Sanità, il futuro tra prevenzione, innovazione e territorio: 'organizzazione da ripensare'

Il futuro della sanità si gioca su prevenzione, medicina di prossimità e innovazione digitale. “L'immissione costante di nuove risorse non basta a risolvere le criticità della sanità, serve modificare profondamente l'organizzazione sanitaria”. Così il presidente di regione Lombardia Attilio Fontana all’evento Economia della Salute - Stati Generali in corso di svolgimento a Ville Ponti a Varese per tracciare le linee guida strategiche sul futuro del sistema sociosanitario, sottolineando l’urgenza di una riforma organizzativa che superi i modelli del passato per rispondere alle mutate esigenze demografiche e sociali del Paese.

 

Dall'ospedale al territorio

“Viviamo in un contesto economico e sociale completamente trasformato rispetto a cinquant’anni fa. Oggi è necessario prendere atto che il paradigma dell’ospedalocentrismo, che vedeva nel presidio ospedaliero il motore unico del sistema, deve essere superato in favore di una gestione più dinamica e capillare. L’obiettivo - ha aggiunto - è intercettare il bisogno di cura ben prima dell’accesso ospedaliero, attraverso un rapporto diretto tra medico e paziente e una gestione strutturata della cronicità. In questo percorso è fondamentale rafforzare la prevenzione, ambito sul quale regione Lombardia ha già investito risorse importanti, con l’obiettivo di anticipare l’insorgenza delle patologie e migliorare complessivamente la qualità della vita dei cittadini.
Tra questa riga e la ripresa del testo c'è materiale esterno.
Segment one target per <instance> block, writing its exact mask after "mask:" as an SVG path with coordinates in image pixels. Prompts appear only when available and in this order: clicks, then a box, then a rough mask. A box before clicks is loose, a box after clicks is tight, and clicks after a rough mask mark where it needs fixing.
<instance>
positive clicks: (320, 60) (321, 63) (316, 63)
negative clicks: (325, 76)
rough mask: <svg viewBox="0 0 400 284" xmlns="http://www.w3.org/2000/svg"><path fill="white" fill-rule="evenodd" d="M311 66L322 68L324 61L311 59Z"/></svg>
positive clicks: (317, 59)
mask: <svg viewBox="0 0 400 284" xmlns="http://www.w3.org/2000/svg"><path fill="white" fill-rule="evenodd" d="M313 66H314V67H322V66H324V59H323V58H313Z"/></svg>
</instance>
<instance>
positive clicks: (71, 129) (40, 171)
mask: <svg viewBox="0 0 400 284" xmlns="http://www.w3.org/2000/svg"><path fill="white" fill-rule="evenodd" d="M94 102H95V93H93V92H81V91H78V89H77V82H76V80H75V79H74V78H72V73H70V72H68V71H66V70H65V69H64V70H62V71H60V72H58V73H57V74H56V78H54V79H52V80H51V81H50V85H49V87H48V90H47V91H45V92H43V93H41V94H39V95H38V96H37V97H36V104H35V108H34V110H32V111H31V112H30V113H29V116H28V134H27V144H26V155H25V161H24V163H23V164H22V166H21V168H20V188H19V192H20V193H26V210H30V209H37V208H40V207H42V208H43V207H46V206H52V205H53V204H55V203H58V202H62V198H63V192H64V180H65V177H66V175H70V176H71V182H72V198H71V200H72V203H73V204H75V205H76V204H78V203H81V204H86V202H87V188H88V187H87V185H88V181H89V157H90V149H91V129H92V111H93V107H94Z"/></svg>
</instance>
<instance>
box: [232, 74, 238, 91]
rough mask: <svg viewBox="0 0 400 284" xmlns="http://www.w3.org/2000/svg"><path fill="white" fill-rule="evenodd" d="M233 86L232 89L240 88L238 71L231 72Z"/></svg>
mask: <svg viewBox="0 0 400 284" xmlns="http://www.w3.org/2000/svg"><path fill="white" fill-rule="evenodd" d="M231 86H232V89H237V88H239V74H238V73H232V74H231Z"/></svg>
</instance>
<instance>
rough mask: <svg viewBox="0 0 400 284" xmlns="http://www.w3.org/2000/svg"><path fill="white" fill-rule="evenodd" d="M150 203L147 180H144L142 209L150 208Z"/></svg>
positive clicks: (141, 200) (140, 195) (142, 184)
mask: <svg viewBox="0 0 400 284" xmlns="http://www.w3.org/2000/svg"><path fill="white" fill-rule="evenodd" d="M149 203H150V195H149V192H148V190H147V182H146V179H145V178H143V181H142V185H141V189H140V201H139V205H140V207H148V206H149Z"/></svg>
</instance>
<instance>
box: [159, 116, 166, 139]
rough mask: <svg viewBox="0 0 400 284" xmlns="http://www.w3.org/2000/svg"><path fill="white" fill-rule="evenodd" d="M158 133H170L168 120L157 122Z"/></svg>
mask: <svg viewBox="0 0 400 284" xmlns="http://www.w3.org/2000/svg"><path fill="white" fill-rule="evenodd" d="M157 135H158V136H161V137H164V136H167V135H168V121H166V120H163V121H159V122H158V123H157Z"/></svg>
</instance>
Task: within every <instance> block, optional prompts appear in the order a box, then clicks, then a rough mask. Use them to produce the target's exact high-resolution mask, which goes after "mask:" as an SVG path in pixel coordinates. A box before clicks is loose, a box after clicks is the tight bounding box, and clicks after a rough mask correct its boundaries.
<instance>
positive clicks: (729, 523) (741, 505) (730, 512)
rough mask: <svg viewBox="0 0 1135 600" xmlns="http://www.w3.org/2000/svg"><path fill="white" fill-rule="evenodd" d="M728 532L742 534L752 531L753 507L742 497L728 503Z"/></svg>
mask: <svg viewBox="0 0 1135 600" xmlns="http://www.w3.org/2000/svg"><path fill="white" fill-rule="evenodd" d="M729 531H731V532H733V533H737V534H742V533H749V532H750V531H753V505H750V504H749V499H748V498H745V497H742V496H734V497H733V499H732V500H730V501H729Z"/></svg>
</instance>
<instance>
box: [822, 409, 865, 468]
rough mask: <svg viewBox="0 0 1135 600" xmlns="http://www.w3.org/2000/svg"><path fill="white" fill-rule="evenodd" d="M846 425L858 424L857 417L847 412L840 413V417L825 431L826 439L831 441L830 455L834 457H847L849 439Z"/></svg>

L’ospedale deve rappresentare il punto di riferimento per l’eccezionalità e l’acuzie, mentre le patologie devono essere gestite sul territorio. È fondamentale garantire una presa in carico che sappia programmare visite e prestazioni in base alle reali scadenze cliniche del paziente”.

 

Liste d'attesa

In chiusura, Fontana ha ribadito che la risoluzione del nodo delle liste d’attesa è strettamente legata al cambio di modello. “Senza una modifica profonda dell’organizzazione sanitaria, ogni risposta a questo problema risulterà parziale. La sfida delle regioni oggi è garantire sostenibilità e qualità attraverso la prevenzione e una nuova medicina di prossimità. Sul tema delle liste d’attesa, regione Lombardia ha già messo in campo un investimento molto rilevante di risorse, con risultati che stanno progressivamente emergendo in termini di riduzione dei tempi e incremento delle prestazioni erogate, a conferma dell’efficacia delle misure adottate”.